Vic abrite un projet unique qui entrelace art contemporain, spiritualité et vie urbaine, fondé sur le dialogue et l'écoute mutuelle. « Instruments de l'âme » est né d'une démarche de rencontre avec les différentes confessions religieuses présentes dans la ville, avec le désir de mieux comprendre leurs acteurs, leurs rituels, leurs symboles et leurs conceptions du transcendant dans le quotidien. Ce premier travail de terrain nous a permis d'identifier des points de convergence entre diverses communautés, sans pour autant gommer leurs différences ni leurs singularités.
Le projet progresse en intégrant des artistes contemporains à ce dialogue initial.

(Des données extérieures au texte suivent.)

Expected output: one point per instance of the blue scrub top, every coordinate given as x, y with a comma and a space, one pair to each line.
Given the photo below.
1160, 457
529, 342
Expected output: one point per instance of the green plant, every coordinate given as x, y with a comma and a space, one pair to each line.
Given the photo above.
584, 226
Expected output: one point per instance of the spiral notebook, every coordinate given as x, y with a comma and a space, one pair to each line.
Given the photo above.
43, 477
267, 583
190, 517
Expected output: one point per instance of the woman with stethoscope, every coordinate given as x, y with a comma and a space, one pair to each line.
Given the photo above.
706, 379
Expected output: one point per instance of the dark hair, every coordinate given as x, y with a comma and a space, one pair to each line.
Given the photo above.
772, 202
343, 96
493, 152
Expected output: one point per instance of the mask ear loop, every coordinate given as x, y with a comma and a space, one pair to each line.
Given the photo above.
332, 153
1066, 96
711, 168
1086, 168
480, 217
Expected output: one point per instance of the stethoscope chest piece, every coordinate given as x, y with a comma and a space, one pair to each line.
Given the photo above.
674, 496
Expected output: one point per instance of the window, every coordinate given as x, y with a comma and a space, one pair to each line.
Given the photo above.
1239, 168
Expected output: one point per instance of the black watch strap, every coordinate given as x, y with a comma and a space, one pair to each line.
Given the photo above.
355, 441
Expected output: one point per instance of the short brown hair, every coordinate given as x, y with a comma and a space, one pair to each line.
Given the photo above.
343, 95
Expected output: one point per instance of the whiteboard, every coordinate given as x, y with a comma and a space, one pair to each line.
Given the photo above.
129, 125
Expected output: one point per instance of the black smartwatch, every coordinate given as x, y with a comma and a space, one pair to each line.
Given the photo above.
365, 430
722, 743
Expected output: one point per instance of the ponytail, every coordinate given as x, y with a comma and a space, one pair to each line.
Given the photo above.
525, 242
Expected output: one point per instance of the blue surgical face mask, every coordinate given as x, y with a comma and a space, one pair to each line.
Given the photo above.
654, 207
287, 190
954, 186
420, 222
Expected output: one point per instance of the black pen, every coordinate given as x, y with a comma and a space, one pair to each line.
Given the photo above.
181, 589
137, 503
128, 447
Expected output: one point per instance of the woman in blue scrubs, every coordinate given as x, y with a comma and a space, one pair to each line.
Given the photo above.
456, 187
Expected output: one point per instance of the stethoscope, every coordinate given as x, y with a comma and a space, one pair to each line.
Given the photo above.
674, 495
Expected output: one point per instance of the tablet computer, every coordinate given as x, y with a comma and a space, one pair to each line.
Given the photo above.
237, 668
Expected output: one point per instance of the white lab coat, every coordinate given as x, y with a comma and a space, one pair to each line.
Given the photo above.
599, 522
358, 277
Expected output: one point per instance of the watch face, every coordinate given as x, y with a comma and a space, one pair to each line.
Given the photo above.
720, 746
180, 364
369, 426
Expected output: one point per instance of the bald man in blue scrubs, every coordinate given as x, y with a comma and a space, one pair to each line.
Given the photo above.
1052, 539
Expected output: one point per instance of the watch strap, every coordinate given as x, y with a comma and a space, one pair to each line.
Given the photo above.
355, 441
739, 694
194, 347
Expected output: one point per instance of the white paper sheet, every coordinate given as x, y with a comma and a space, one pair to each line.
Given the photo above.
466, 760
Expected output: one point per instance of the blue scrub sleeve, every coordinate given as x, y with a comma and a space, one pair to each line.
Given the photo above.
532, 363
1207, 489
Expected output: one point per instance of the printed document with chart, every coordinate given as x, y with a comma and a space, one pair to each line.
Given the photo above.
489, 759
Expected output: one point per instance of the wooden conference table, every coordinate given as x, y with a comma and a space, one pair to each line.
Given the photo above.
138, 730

À travers des conversations, des rencontres et des processus de travail partagés, artistes et communautés ont co-créé de nouveaux « instruments de l'âme » : des pièces et des dispositifs symboliques qui interprètent, traduisent et questionnent les manières actuelles de vivre la spiritualité, tout en reliant tradition et modernité.

L'exposition centrale du projet se tiendra au Musée d'Art de la Pell (MAP) du 23 janvier au 26 avril. Elle constitue à la fois la pierre angulaire de l'initiative et le point de départ d'une programmation plus vaste déployée dans toute la ville. Cette ouverture aux infrastructures culturelles, aux organismes et aux collectifs créatifs répond à la volonté d'intégrer naturellement les communautés participantes et les activités qui en découlent à la vie culturelle de Vic.
L’exposition réunit cinq œuvres d’art contemporain créées spécialement pour l’occasion, fruits d’un dialogue entre le MEV, les artistes Valentina Alvarado Matos, Fito Conesa, Laia Solé, Mariona Moncunill et Pep Vidal, et différentes communautés religieuses de Vic. Ce projet, conçu par Glòria Picazo, envisage l’art contemporain comme un espace de médiation, de rencontre et de réflexion partagée.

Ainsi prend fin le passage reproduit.